Optional row fields:
repetitions: positive integer, defaults to 1.
sampling: set exactly one of count or percent; optional seed.
Scores
Built-in scores:
percentScore: { value, stdDev?, count? }
deltaScore: { value, delta }
binaryScore: { passed, passedCount?, totalCount? }
Example:
percentScore.make(
{ value: 92 },
{ definePassed: (data) => data.value >= 80 },
);
Create custom scores with Score.of(...):
const relevanceScore = Score.of<{ value: number }>({
id: 'relevance',
name: 'Relevance',
displayStrategy: 'bar',
formatValue: (data) => data.value.toFixed(2),
aggregateValues: Score.aggregate.averageFields(['value']),
});
Metrics
Built-in metrics:
tokenCountMetric: { input?, output?, inputCached?, outputCached? }
latencyMetric: { ms }
Create custom metrics with Metric.of(...).
Runner API
Use createRunner(...) when you want to discover and run evals programmatically.

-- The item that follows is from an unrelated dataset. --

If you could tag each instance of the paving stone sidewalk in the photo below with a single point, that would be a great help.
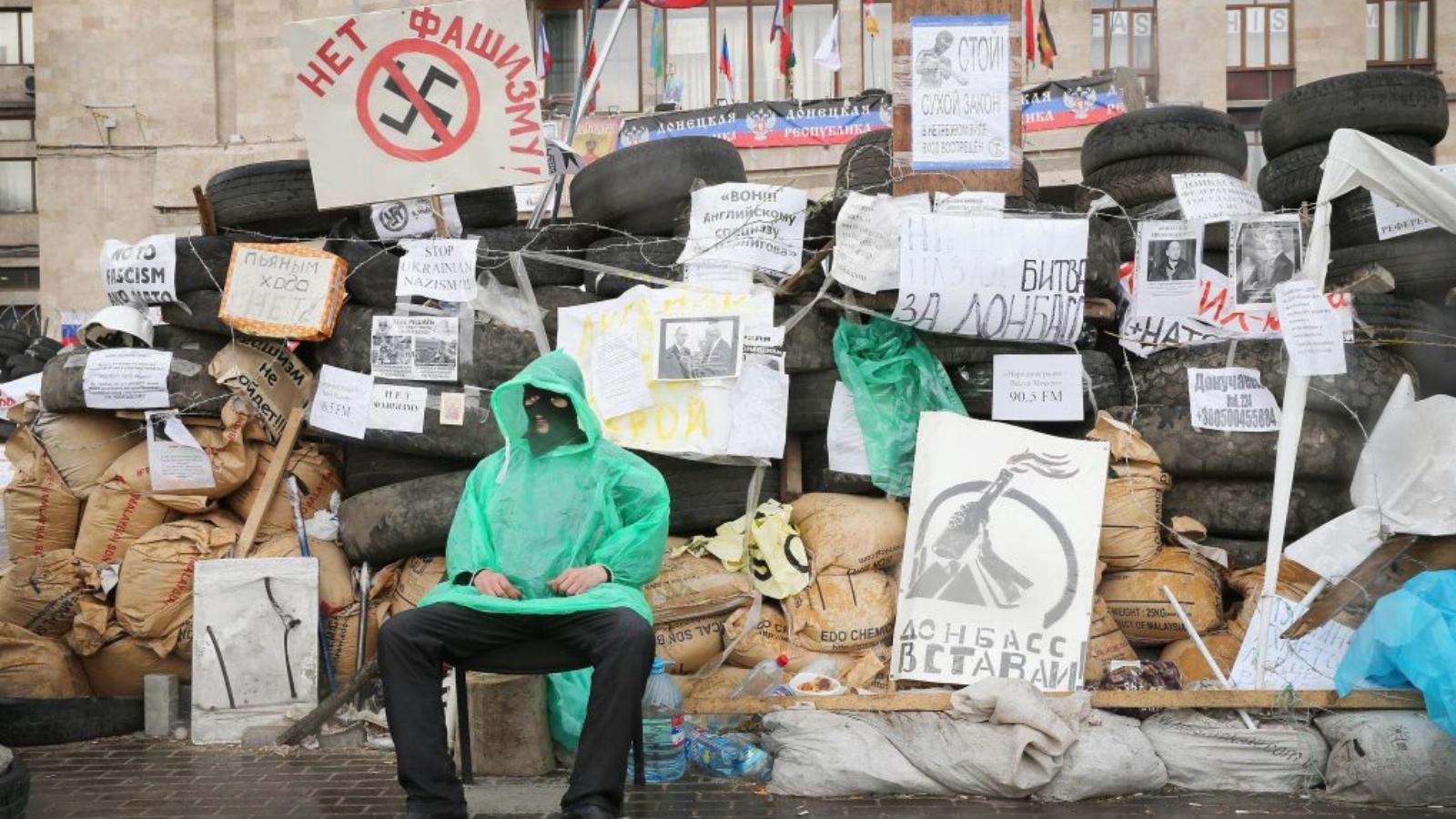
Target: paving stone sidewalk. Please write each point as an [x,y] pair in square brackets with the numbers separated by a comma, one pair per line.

import { createRunner } from '@m4trix/evals';
const runner = createRunner({
discovery: { rootDir: 'src/evals' },
artifactDirectory: '.eval-results',
});
await runner.collectDatasets();
await runner.collectEvaluators();
const dataset = await runner.resolveDatasetByName('smoke');
const evaluators = await runner.resolveEvaluatorsByNamePattern('*quality*');
if (dataset && evaluators.length > 0) {
await runner.runDatasetWith({
datasetId: dataset.id,
evaluatorIds: evaluators.map((item) => item.id),
runConfigName: 'programmatic',
concurrency: 2,
});
}
The runner can also expand a discovered RunConfig and execute all jobs with shared concurrency.